Azzurri, this does look like a contradiction, and it's not getting any clearer.
Whether you bring today's players to the past, or the past players to the future, you've got the same problem: you haven't seen the older players.
That's the reason you gave for not wanting to imagine the modern players in the 1940s. Fine, you don't want to pit them against players you've never seen, in conditions you've never witnessed. But these same players you've never seen, you're willing to judge that they would not adapt well to modern conditions. You know next to nothing about how these players adapted to their own conditions, nothing about what specific similarities might exist between their conditions and ours -- but nevertheless you're sure that they would not adapt well.

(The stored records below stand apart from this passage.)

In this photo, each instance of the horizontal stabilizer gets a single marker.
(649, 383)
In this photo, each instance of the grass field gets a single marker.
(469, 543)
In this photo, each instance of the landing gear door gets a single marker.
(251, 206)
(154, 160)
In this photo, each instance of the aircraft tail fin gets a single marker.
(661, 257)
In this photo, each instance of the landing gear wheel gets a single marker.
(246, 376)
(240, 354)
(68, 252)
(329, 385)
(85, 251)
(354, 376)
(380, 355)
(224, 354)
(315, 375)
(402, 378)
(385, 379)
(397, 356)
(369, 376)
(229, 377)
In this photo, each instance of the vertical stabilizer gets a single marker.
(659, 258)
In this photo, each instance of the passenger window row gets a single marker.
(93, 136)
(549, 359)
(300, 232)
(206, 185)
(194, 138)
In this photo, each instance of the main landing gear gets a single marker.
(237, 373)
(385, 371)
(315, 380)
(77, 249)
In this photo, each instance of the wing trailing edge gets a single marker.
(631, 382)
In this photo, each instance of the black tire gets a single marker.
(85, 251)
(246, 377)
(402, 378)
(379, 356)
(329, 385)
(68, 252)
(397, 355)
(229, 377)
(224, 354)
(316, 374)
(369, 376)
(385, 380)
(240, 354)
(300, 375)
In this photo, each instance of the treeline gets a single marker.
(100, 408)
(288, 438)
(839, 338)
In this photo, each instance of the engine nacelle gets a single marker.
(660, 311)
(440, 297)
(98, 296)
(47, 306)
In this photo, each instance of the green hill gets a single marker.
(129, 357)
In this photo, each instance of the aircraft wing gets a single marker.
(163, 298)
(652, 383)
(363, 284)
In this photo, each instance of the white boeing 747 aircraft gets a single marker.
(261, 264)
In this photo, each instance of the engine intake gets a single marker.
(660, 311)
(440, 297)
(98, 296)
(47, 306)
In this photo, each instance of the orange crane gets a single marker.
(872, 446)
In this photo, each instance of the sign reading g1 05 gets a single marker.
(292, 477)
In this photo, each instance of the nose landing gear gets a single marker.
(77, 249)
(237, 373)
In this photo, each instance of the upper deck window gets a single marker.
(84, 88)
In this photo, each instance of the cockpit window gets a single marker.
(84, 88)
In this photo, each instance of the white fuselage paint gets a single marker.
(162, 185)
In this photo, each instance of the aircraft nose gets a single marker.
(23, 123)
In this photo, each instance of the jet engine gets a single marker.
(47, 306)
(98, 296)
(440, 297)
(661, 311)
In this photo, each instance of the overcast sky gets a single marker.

In another post you said it's clear that tennis is very different today. Very true, but if that's your point, then today's players are going to face very different conditions in the past. That's at least a great challenge for them -- but you won't even touch that question. It's hard to see why. Seriously, you don't need to see anyone play -- you don't even need to see one minute of old reels -- to know that changes in the sport over time are going to challenge any "time traveler" in either direction.
I'm surprised you thought only the "clueless" would see a double standard here. The problems you have with comparisons -- you mentioned the changes in technology, and lack of knowledge about older players due to limited footage -- cut both ways when comparing generations. But you've only cut in one direction.
On the one hand, Pancho was not born in this era. So no judgments are possible, you say, about how he would do with newer technology. But the 90s players, you're convinced, would do great if we gave them newer technology.
If the reason for your confidence is that you've actually seen the 90s players, I get that. But then I don't see you anywhere suspending judgment about how older players would adapt to new technology. To the contrary you've said everywhere that they would be destroyed.
Everything that you know about the past eras of tennis comes from short film reels about as long as YouTube clips, and from historians, which technically is "word of mouth" - though I would not call it that; otherwise we could never do history about anything.